Die Zufriedenheit eines Arbeitnehmers mit seiner Tätigkeit hat direkte Auswirkungen auf seine Gesundheit und sein soziales Leben. Da es sich aber bei der Jobzufriedenheit um einen nicht klar zu beziffernden weichen Faktor handelt, gerät er etwa bei Tarifverhandlungen schnell aus dem Blick. Ein sehr interessantes Projekt in diesem Zusammenhang stellte der Kollege Rolf Weber (Kifra Dänemark) in seinem Beitrag „ein anderer Blick: Ungleichheit bei der Jobzufriedenheit“ vor. Ein eigens für die Untersuchung der Jobzufriedenheit ins Leben gerufene dänische Institut hat eine Messskala aus sieben Faktoren entwickelt. In den Bereichen Bedeutung, Fähigkeit, Führung, Einfluss, Gleichgewicht, Erfolg und Kollegen konnten die Befragten jeweils null bis 100 Punkte vergeben und so einen Gesamtwert für die Zufriedenheit mit ihrer Beschäftigung erhalten. Die Forscher haben errechnet, dass sich ein Punkt in der Gesamtbetrachtung Jobzufriedenheit mit einem Wert von 2.110 € beziffern lässt. Bei einer Steigerung der Zufriedenheit der Beschäftigten erfolgt ein Rückgang bei Krankheitstagen und der Fluktuation auf Arbeitsplätzen. Auch die gesamtgesellschaftlichen Vorteile bei einer höheren Wertschätzung der Angestellten für ihre Arbeit schlagen mit einem späteren Renteneintritt, geringer Belastung der Krankenkassen und einer allgemein höheren Produktivität äußerst positiv zu Buche.    

Zum Eingang ihres Vortrages „Adel verpflichtet“ stellte die Kollegin Soraya Faez (CNV Niederlande) die provokante Frage, warum es nach so vielen Jahren der Diskussionen und daraus resultierenden Verpflichtungen zu mehr Diversität und Inklusion in Unternehmen noch immer neue Gesetzgebung und Maßnahmen in diesem Bereich braucht.

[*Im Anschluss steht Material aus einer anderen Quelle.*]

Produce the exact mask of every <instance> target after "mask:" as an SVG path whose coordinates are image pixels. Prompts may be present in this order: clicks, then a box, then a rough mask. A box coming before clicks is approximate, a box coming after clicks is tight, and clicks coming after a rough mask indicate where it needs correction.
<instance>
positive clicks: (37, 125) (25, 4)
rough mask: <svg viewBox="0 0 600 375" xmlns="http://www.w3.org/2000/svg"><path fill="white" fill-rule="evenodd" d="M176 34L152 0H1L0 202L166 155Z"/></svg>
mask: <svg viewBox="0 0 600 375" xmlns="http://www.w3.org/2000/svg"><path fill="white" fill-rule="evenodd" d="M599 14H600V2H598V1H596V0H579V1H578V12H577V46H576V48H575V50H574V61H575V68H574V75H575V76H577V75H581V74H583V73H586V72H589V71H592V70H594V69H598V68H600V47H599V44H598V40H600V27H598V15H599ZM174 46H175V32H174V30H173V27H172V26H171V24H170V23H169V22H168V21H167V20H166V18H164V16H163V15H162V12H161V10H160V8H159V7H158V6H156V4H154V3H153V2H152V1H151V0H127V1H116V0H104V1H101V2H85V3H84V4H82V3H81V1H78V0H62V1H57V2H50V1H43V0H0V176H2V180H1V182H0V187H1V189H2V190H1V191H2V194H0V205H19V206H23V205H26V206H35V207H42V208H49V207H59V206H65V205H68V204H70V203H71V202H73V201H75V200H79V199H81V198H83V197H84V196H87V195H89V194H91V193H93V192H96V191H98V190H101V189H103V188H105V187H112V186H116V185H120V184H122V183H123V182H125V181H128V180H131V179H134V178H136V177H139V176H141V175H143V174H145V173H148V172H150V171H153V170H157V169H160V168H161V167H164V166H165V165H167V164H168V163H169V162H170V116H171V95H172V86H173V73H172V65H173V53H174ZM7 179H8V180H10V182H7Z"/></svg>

Man muss sich an dieser Stelle in Erinnerung rufen, dass die meisten Firmen auch heute noch nur in der Gesamtbetrachtung divers wirken. Steigt man die Leiter der unternehmensinternen Hierarchien weiter hinauf, so dominiert noch immer der Typus des „älteren weißen Herren“. Erst wenn sich auch auf der Führungsetage die Gesamtzusammensetzung der Belegschaft widerspiegelt, hat man den Schritt hin zu einem inklusiven Unternehmen vollzogen. Die Gewerkschaften als Vertreter der Arbeitnehmerinnen und Arbeitnehmer sind an dieser Stelle besonders gefordert, die bisher marginalisierten Gruppen in der Belegschaft in den Fokus zu rücken. Die Verhandlungen zwischen Arbeitgeber- und Arbeitnehmervertreter fokussieren sich aber zu häufig auf die Kernthemen Arbeitsplatzsicherheit und Bezahlung. Es gibt hier einen toten Winkel in der Mehrheitsgesellschaft für die von Einschränkungen und Diskriminierungen Nicht-Betroffenen, denen es an dem entsprechenden Erfahrungshorizont fehlt. Hier ist es von entscheidender Wichtigkeit, sich mit den Vertretern der betroffenen Gruppen zusammenzusetzen und sich aus der eigenen Komfortzone herauszuwagen. Sich mit dem bisher Erreichten einer auf den ersten Blick divers erscheinenden Belegschaft zu begnügen, ist zu kurz gegriffen. Das Ziel muss eine inklusive Unternehmenslandschaft sein, in der keine Gruppe mehr ausgeschlossen wird.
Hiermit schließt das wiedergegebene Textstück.